Residential property prices could fall by as much as 10% once the Federal Government’s enlarged First Home Owner’s Grant is reduced from October, property research firm CB Richard Ellis claims.
CBRE manager of residential research Erin Rolandsen says that figures from the Australian Bureau of Statistics show the number of dwellings bought by owner-occupiers in May was 29% higher than October, and first home owner’s were responsible for 95.2% of that increase.
“Now this particularly may happen in some areas more than others, it depends on how much influence first home owners’ have had in the market. With the tightening of lending conditions at the moment, buyers have started to drop off.”
“What will really confirm this is when the boosts end, seeing as first home buyers have driven 95% of the increase in demand. It’s a of a bit concern as to what’s going to happen, and some of those price drops could be up to as much as 10%.”
Treasurer Wayne Swan announced the extended grants would be lowered from September, and discontinued after December.
The forecast, which is based on analysis from the firm’s ViewPoint report, says the $7,000 grant for existing homes and $14,000 for new homes have been virtually negated by average housing price increases of $20,000.
But head of property research at Advisor Edge, Louis Christopher, says the drop off in first home owners could be replaced by an increase in investor activity.
“There is a risk that the lower end of the market could underperform once we see the phasing out of the boosts, going back to its original levels. But we are seeing the return of investors in the market, which wasn’t there three months ago. ABS housing and finance data show this, and funnily enough, show the number of first home buyers is starting to peak.”
“There is a chance that if investors come into the market, it is quite possible that we will not see an imminent decline in affordable housing, but much is dependent on investor activity, so we’re watching that very, very closely. There is a risk, but the market has changed and the level of investor activity has changed.
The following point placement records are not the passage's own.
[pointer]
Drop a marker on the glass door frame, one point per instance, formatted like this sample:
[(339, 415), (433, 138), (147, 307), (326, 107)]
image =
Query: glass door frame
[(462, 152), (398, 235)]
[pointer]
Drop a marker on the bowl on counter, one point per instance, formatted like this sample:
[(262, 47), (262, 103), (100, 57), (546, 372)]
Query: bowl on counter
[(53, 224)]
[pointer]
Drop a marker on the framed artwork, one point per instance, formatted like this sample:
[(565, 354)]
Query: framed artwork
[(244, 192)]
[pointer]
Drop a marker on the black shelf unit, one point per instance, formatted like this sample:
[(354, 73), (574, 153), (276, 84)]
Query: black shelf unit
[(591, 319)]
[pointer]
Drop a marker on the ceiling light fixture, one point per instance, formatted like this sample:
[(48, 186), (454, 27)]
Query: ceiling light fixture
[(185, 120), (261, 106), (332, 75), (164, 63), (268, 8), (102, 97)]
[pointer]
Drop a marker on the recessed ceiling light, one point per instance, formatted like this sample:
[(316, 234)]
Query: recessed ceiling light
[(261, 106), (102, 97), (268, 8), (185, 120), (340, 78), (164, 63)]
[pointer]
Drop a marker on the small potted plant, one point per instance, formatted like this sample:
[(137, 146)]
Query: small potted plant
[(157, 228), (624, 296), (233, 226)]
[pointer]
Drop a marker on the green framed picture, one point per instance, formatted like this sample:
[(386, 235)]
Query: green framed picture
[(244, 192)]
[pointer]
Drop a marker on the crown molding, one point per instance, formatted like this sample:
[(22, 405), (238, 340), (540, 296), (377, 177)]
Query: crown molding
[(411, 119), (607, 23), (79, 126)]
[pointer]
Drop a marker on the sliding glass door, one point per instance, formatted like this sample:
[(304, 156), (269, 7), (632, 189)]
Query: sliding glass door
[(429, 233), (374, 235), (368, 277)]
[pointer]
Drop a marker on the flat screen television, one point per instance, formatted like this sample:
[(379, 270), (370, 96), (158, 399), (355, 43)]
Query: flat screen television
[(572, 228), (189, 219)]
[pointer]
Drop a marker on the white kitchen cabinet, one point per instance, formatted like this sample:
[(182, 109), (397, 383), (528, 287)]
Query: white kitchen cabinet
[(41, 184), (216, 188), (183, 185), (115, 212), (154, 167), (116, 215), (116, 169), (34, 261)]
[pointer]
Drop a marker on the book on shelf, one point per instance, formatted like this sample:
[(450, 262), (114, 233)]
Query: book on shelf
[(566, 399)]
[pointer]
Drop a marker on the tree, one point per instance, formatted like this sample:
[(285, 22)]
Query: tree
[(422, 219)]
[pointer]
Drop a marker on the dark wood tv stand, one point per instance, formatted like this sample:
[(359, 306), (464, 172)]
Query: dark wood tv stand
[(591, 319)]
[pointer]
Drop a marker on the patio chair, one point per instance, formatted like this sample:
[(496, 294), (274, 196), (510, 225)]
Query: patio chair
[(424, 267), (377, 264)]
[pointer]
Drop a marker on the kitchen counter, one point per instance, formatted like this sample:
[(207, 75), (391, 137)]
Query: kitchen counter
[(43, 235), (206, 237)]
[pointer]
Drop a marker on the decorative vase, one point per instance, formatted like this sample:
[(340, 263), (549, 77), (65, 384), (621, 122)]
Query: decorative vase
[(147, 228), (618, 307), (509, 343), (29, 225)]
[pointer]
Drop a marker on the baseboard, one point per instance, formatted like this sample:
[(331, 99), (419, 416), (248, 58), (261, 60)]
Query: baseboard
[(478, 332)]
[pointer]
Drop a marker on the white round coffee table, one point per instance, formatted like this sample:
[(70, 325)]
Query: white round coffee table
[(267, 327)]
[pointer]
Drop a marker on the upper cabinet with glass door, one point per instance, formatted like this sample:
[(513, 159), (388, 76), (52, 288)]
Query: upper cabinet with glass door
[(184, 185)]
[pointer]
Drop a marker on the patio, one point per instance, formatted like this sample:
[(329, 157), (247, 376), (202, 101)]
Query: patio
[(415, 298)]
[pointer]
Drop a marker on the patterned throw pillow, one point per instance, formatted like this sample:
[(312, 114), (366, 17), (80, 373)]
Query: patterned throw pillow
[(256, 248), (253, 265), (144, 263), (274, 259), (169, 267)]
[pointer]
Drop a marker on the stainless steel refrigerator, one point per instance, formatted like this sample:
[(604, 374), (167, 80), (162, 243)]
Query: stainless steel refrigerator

If that is sustained, it’s quite unlikely to fall by those levels.”
While Rolandsen says the return of investors into the market is a “possibility”, she argues various surveys measuring investor confidence are a bit “bi-directional”.
“I do get the impression that investors are waiting, possibly because they are waiting to see that price drop when the first home owner’s drop out of the market. It’s just very hard to interpret what will happen next, a lot of this depends on unemployment and whether economic indicators from the US will dampen activity here.”
Meanwhile, other figures from CB Richard Ellis show that private investors and syndicators were responsible for over two-thirds of all commercial property sales in the first half of the year.
The figures show that $2.4 billion worth of commercial property valued at $5 million or more was sold in the first six months of 2009, representing a 45% decline in sales volume from the first half of 2008. About 47% purchases were made by private investors and 14% made by syndicators.
The biggest purchase by a private investor was the Industry House office in Canberra, sold for $123 million.
The figures also show that foreign investors accounted for 12% of all activity in the commercial property market, with the largest foreign deal the $167 million sale of an office tower on Melbourne’s William Street.
David Green-Morgan, research director at DTZ Research, says the increase in foreign investment is important because it shows foreigners view the Australian economy has relatively strong.
“Offshore groups are looking at Australia. With that GDP figure for the first quarter showing positive growth, I think that’s really stimulated the offshore groups into seeing the recession in Australia won’t be as bad as they first thought. They’re looking at us as one of the countries to be the first to recover from the downturn.”
“I think there’s still a way to go before we’re out of the woods, so probably the more important question is where is employment going to peak? Especially in the office market, commercial property goes alongside unemployment. As it rises, demand for office space continues to be weak.”